09 : Keep Going

26 4 0
                                    

"Jadi, apa yang kau mau?"

Dia membenarkan tatanan rambut yang diterpa angin lalu menyulut api di batang nikotin.

Pemuda disana melirik sekilas. Agak kaget dengan tingkah sosok di sampingnya itu. Dalam hati bertanya, apa seperti ini sifat asli Jang Saerim yang terkenal itu?

"Saya butuh dukungan."

Mengangguk seakan paham. Dia menghembuskan asap sebelum berucap, "Seberapa tangguh lawanmu?"

Yang ditanya sempat berpikir sebentar, kilas wajah seseorang muncul di benaknya.

"Seberapa tangguh jika mampu membayar pengacara dan menyogok media untuk menyebarkan berita palsu?"

Sudut bibir terangkat, "Sepertinya aku tahu siapa orang yang kau maksud," ucapan itu membuat pemuda disana menoleh. Mereka berpandangan selama beberapa detik.

"Berapa banyak yang mampu kau bayar, detektif?"

Kembali menatap ke arah depan dengan kosong. Helaan nafas terdengar, "Tergantung bagaimana hasilnya."

Sosok di sampingnya terkekeh. Beralih menginjak batang nikotin dan menjulurkan tangan, "Ada batas waktu?"

Membalas jabatan tangan dan tersenyum simpul, "Sebelum pengumuman anggota legislatif."

Maka setelah mereka saling mengangguk, percakapan pun usai. Pemuda itu masih di tempat yang sama. Melipat kedua tangannya di dada dan bersandar di dinding.

Dasar sok pahlawan. Kau bukan siapa-siapa Lee Wonwoo. Berhenti bertindak seolah hanya kau yang bisa melakukannya.
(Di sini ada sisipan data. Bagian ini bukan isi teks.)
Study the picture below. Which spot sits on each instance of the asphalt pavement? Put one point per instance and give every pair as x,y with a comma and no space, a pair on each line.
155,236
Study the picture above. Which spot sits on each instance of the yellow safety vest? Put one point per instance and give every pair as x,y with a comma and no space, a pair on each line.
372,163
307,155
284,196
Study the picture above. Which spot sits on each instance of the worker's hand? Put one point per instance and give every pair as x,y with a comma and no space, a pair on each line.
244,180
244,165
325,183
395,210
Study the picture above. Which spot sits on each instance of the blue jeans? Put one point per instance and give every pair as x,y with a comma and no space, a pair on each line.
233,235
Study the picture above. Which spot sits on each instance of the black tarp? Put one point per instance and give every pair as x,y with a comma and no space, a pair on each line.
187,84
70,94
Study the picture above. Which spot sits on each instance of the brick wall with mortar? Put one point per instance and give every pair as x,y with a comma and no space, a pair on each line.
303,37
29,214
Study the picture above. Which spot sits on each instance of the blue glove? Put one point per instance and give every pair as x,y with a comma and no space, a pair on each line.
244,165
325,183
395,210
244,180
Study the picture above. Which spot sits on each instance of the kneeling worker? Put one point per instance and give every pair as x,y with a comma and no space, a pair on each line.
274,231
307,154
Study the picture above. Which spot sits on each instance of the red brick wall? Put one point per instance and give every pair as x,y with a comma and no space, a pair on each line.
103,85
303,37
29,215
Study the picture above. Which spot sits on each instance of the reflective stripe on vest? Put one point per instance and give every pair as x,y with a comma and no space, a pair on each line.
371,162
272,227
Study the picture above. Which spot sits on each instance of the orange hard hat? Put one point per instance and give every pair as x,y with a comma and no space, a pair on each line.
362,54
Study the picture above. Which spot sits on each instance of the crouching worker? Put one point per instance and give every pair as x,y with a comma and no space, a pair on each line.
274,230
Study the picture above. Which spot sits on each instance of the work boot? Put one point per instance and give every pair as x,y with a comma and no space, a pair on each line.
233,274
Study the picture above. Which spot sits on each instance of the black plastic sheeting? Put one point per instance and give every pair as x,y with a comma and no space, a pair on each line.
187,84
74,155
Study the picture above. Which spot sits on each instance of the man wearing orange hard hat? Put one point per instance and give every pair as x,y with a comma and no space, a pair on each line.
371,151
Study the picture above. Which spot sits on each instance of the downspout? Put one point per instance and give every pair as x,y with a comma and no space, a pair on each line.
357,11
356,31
Nyatanya hati dan logika berbanding terbalik. Siapa sangka seorang detektif amatir seperti Wonwoo mampu bekerja sama dengan salah satu pihak paling berpengaruh di kota? Awalnya dia juga bingung. Jang Saerim tentu bukan orang gampangan yang akan menerima tawaran bodoh dari orang asing. Tapi apa? Gadis itu justru menjabat tangan Wonwoo dengan wajah riang. Ah apa karena wajah tampannya? Mungkin saja alasan itu lebih masuk akal. Ya, mari teruskan prasangka itu. Karena lebih baik tidak tahu apa-apa daripada berpura-pura bodoh.

Omong-omong, ini hari keempat setelah pertemuannya dengan pemuda itu. Masih lekat di benaknya bagaimana wajah yang sudah lama dia rindu justru tak mau melihatnya. Katakanlah Wonwoo pengecut karena tidak mau susah-susah mencari tahu keberadaan pemuda itu. Brengsek, hatinya sedang denial. Bohong jika Wonwoo bilang tak merindukan adiknya. Lee Mingyu, kau memang bajingan.

Dia melipat lengan baju. Mengusap wajah kasar sebelum berjalan kembali menuju tempat kerja. Sapaan seperti biasa dan ya, setumpuk laporan di atas meja.

"Kasus belakangan ini," ucap ketua tim dan berlalu begitu saja.

Wonwoo mengangkat kening. Pengeboman di tengah kota? Orang iseng mana lagi ini? Dia membuka lembar kertas berikutnya, lagi, dan lagi. Meletakkan di sisi meja yang lain dan fokusnya teralih pada judul laporan dengan map berwarna biru 'pembunuhan 2 pengunjung di sebuah club'. Wonwoo membaca rentetan kalimat, ada beberapa foto korban dan bukti di lokasi kejadian. Nafasnya tertahan tatkala membaca bagian waktu, 'tanggal 18, pukul 23.14'. Pembunuhan? Di club? Bukankah itu sehari sebelum tim mereka menerima panggilan penyerangan? Tidak, tunggu.

Dia menutup map dengan tergesa. Melirik sekilas sebelum memilih menyembunyikan laporan dan bergegas keluar.

"Oh wow detektif, kenapa terburu-buru? Apa ada panggilan mendadak?"

Raut wajahnya kembali melunak saat tak sengaja hampir menabrak Seokmin. Dia menggeleng, "Tidak, aku hanya ingin memeriksa sesuatu." Jawabnya dan berjalan melewati Seokmin tanpa menoleh lagi.